The Art of Debate
The dog world is filled with argument; no topic is immune. We dog people are able to argue about just about anything, and sometimes, our debates get downright stupid.
I define a debate as stupid when vested participants feel disrespected, unheard, or angry. Debates often start out well, but then some person or persons begin to ridicule, insult, or simply post louder and more viciously than anyone else. These people are not interested in learning – they seem to enjoy the process of dominating others into silence. They are internet bullies, and they can drive almost any fruitful discussion into a state of war – to everyone’s detriment. Stupid debates are the adult version of children screaming about who has the better Tonka Truck – the merits of the trucks are never actively discussed but bad feelings remain long after the topic is forgotten.

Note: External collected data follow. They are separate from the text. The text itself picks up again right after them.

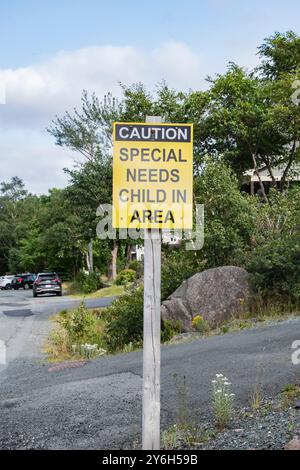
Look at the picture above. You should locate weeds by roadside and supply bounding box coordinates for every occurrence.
[43,304,107,361]
[161,373,216,450]
[280,383,300,409]
[211,374,235,430]
[166,309,300,347]
[249,364,264,411]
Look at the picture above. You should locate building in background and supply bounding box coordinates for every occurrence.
[131,232,181,261]
[242,164,300,195]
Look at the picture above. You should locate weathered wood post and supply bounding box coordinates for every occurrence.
[142,116,162,450]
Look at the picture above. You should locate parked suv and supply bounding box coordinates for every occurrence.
[11,274,36,290]
[33,273,62,297]
[0,275,15,290]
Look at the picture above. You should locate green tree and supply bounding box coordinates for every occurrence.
[0,177,28,273]
[195,160,257,267]
[201,63,300,197]
[258,31,300,79]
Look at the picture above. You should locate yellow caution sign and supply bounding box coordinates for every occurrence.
[113,122,193,229]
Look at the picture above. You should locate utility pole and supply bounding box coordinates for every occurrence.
[142,116,162,450]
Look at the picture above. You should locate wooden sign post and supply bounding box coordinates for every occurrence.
[142,116,162,450]
[112,116,193,450]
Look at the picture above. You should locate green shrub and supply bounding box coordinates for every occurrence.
[128,260,143,277]
[191,315,210,334]
[161,248,204,299]
[58,304,101,345]
[104,287,144,352]
[46,305,107,360]
[74,271,102,294]
[116,268,137,285]
[161,319,182,342]
[234,187,300,307]
[104,287,181,352]
[244,234,300,303]
[196,160,257,268]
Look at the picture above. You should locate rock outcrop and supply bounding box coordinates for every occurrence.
[161,266,251,331]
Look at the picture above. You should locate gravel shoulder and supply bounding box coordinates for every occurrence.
[1,305,300,449]
[199,391,300,450]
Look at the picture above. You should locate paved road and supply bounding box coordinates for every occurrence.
[0,289,299,449]
[0,289,115,365]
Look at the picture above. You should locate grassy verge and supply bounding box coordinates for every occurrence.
[44,289,300,363]
[166,308,300,346]
[62,282,125,299]
[44,308,300,362]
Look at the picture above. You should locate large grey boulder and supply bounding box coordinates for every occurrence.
[161,266,251,331]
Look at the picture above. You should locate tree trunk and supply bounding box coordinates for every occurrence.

While internet bullies are the minority, they effectively silence the folks who make up the majority. These disrespectful individuals exist on all sides of all discussions, though they are more prevalent in the extreme positions, possibly because they feel unheard or ridiculed for their extremism. Being extreme doesn’t make you wrong (Pythagorus was certainly considered extreme when he argued that the earth was round) but it can make you bitter – and therefore an ineffective spokesperson. In my opinion, it’s best to leave a list if a person consistently poisons discussions with their angry diatribes. Even if I agree with their position, I prefer not to be associated with people who have been reduced to bitterness and hate.
I know that a large percentage of sensible people have given up participating in debate; they no longer post on any public forums because their experiences have deterred them.

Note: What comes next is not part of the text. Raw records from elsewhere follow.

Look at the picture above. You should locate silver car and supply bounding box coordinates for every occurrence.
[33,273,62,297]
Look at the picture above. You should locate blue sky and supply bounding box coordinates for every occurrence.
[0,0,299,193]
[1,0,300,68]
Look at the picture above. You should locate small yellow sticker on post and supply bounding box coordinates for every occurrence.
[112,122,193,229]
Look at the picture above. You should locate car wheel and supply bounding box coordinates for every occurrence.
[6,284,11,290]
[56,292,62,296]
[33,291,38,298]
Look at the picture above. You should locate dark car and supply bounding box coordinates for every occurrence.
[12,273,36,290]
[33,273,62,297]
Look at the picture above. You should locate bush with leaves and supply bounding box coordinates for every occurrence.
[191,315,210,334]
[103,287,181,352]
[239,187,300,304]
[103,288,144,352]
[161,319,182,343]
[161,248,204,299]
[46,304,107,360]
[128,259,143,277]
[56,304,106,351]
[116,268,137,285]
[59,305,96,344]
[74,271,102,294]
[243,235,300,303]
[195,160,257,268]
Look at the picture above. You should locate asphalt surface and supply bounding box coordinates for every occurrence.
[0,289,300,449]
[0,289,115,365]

That is truly unfortunate, because the purpose of debate is not to convince your opponent, it is to present your position. The next time you read a forum, check the number of participants – you may find that there are one hundred times more people on a list than actually participate. These people are “lurking”; watching, listening, and learning. They are forming impressions of the positions being presented, and to a large extent those impressions are based on the ability of the participants to express themselves in a calm, thoughtful and respectful manner. You may not have the best information, but lurkers are likely to follow the participants who are calm, clear, and who stay on point.
I value the chance to communicate with the lurkers, so I choose to engage in debate even though I am well aware of internet bullies. Before I post publically about a sensitive topic, I find it helpful to consider the following points before going forward:
Have others already stated my position in an articulate and thoughtful way? If all sides of a subject have been covered, there is no reason to participate. Indeed, frequent posters are often ignored, so better to stay quiet if you want to be heard on topics that really matter to you.
Are the positions of my opponents so extreme that we will have no chance of finding any common ground? If this is the case, I find it’s better to stay silent. Indeed, it’s generally better to leave the list so I can avoid feeling sad or angry.
Are the participants showing an ability to stay on topic without excessive hostility? Once debates become angry, there is little to no chance of recovering the topic.
Can I argue persuasively for both my position and my opponent’s position? It’s important to recognize that all positions have flaws and to admit that the other position has strengths. The point is that, on balance, you are arguing for the position that makes the most sense to you at a given time, based on your experiences and the information you have. No position is perfect; better to concede that right off the bat. If I really cannot find any strengths in my opponents position, then it’s not likely that I can respect them, in which case I should not be in the discussion.
I find it best not to engage in a debate unless I can find common ground with the other person. Common ground does not have to be about dog training. In my mind, common ground can be as simple as someone who treats others with kindness. Common ground can be a shared passion for the sports I love – even if we approach them differently. Common ground can be a person who is thoughtful – even with wildly different thoughts than mine. Common ground allows me to remain rational. The fact is, if I cannot find common ground with a person, then I really don’t like them, and I find it close to impossible to remain respectful towards a person that I actively dislike.
Once involved in a debate, ignore irrelevant personal comments or insults – responding does nothing but show a lack of personal control and takes the post off topic – to the detriment of all who might want to learn. Take the high road and ignore personal attacks and insults, even when you’re seething inside. If that style of debate is the norm, then leave the discussion or the list altogether – you won’t change it.
Ignore direct challenges to “prove” your experience. Going the “who knows more about this topic” route defeats the purpose of a debate – to present a range of opinions.
With each post, consider if everything has been said. Having the last word does not mean you’ve won.
I try to engage in challenging topics without becoming bitter or personally attacking, and to give ground when my opponent has valid points. While I make my case, I respect their right to make theirs. Sometimes I do a better job at staying calm and rational than at other times, but I do try to think of debate as an educational opportunity. At the end of the day, there could be change. It could be a silent lurker or an infrequent poster. It's also possible that it could be me.